Let n be the input dimension and o the output dimension and m be the autoencoder hidden layer dimension. Let s be the size of the dataset. Given encoder weights W_e \in R^{m \times n}, decoder weights W_d \in R^{n \times o}, log thresholds t \in R^{m}, biases b_e \in R^{m}, b_d \in R^{o}, and hyperparameters w, \lambda_S, \lambda_P, \varepsilon, and c, the operations and loss function over a dataset X \in R^{s,n}, Y \in R^{s,o} with datapoints x \in R^{n}, y \in R^{o} are:
f(x) = \text{JumpReLU}( W_e x+b_e, t)
\text{JumpReLU}(x, t) = \begin{cases} x& \text{if } x > \exp(t)\\ 0 & \text{otherwise} \end{cases}
\dfrac{\mathrm{d}\text{JumpReLU}(x, t)}{\mathrm{d}x}(x, t) = \begin{cases} 1& \text{if } x > \exp(t)\\ 0 & \text{otherwise}\end{cases}
\dfrac{\mathrm{d}\text{JumpReLU}(x, t)}{\mathrm{d}t}(x, t) = \begin{cases} -\frac{\exp(t)}{\varepsilon}& \text{if } -\frac{1}{2} < \frac{x - \exp(t)}{\varepsilon} < \frac{1}{2}\\ 0 & \text{otherwise}\end{cases}
\hat{y}(x) = W_d f(x)+b_d
\mathcal{L}(x, y) = ||y-\hat{y}(x)||_2^2 + \lambda_S\sum_i \tanh(c \ast|f_i(x)| ||W_{d,i}||_2) + \mathcal{L_P}(x)
\mathcal{L_P}(x) = \lambda_P\sum_i \text{ReLU}(\exp(t) - f_i(x)) ||W_{d,i}||_2
Our implementation of JumpReLU uses a straight-through estimator of the gradient through the discontinuity of the nonlinearity as in Rajamanoharan et al (2024), but unlike Rajamanoharan et al. we allow the gradient to flow through straight-through estimator to all model parameters, not just the JumpReLU thresholds. Also note that we use a tanh penalty to encourage sparsity rather than the penalty introduced by Rajamanoharan et al.
\mathcal{L_P}, which we call the pre-act loss, applies a small penalty to features which don't fire. We've found this extremely helpful in reducing dead features. Note that this provides a gradient signal whenever a feature is inactive, so the appropriate scale is a factor of the typical feature activation density lower than the appropriate scale for other loss terms.
We use c=4, \varepsilon=2, \lambda_P=3\ast10^{-6} and values of \lambda_S around 10. b_d is initialized to all zeros. t is initialized to 0.1.
We initialize W_d from U(-\frac{1}{\sqrt{n}}, \frac{1}{\sqrt{n}}). If X=Y we initialize W_e = \frac{n}{m}W_d^T. If X \ne Y, we initialize W_e from U(-\frac{1}{\sqrt{m}}, \frac{1}{\sqrt{m}}).

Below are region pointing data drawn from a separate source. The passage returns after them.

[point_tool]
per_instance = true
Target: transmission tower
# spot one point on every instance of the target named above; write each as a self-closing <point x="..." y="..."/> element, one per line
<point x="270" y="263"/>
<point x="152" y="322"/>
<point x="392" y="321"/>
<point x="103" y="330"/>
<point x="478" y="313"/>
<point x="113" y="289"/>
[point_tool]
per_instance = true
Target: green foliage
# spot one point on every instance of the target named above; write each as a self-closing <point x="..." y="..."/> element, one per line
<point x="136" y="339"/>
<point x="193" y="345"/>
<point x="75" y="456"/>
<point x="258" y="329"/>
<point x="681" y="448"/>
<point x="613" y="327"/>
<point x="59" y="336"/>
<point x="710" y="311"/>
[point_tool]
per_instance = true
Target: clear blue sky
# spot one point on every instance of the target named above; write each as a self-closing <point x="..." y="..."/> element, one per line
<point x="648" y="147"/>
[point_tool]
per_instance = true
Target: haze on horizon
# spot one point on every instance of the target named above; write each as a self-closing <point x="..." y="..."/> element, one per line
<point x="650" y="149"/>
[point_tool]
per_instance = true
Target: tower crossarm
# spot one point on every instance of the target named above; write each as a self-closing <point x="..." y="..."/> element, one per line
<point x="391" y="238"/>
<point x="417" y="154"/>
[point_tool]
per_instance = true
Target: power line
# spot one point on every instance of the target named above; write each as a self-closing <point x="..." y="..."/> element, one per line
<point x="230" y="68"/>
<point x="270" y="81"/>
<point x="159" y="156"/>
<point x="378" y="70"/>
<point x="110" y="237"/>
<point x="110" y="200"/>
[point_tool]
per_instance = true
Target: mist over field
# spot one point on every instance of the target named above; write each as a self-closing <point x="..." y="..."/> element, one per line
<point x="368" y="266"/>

We initialize b_e by examining a subset of the data and picking a constant per feature such that each feature activates \frac{10000}{m} of the time. In aggregate roughly 10,000 features will fire per datapoint. We think this initialization is important for avoiding dead features.
The rows of the dataset X are shuffled. The dataset is scaled by a single constant such that \mathbb{E}_{\mathbb{x} \in X}[||x||_2] = \sqrt{n}. The goal of this change is for the same value of \lambda_S to mean the same thing across datasets generated by different size transformers.
During training we use Adam optimizer beta1=0.9, beta2=0.999 and no weight decay. Our learning rate varies based on scaling laws, but 2e-4 is a reasonable default. The learning rate is decayed linearly to zero over the last 20% of training. We vary training steps based on scaling laws. We use batch size 32,768 which we believe to be under the critical batch size. The gradient norm is clipped to 1 (using clip_grad_norm). We vary \lambda_S during training, it is initially 0 and linearly increases to its final value over the entire training period. A reasonable default for \lambda_S is 20 given our other parameter settings. We warmup \lambda_S linearly over the entire duration of training.
Conceptually a feature’s activation is now \mathbf{f}_i ||W_{d,i}||_2 instead of \mathbf{f}_i. To simplify our analysis code we construct a model which makes identical predictions but has an L2 norm of 1 on the columns of W_d. We do this by W_e' = W_e ||W_d||_2, b_e' = b_e ||W_d||_2, W_d' = \frac{W_d}{||W_d||_2} and b_d'=b_d.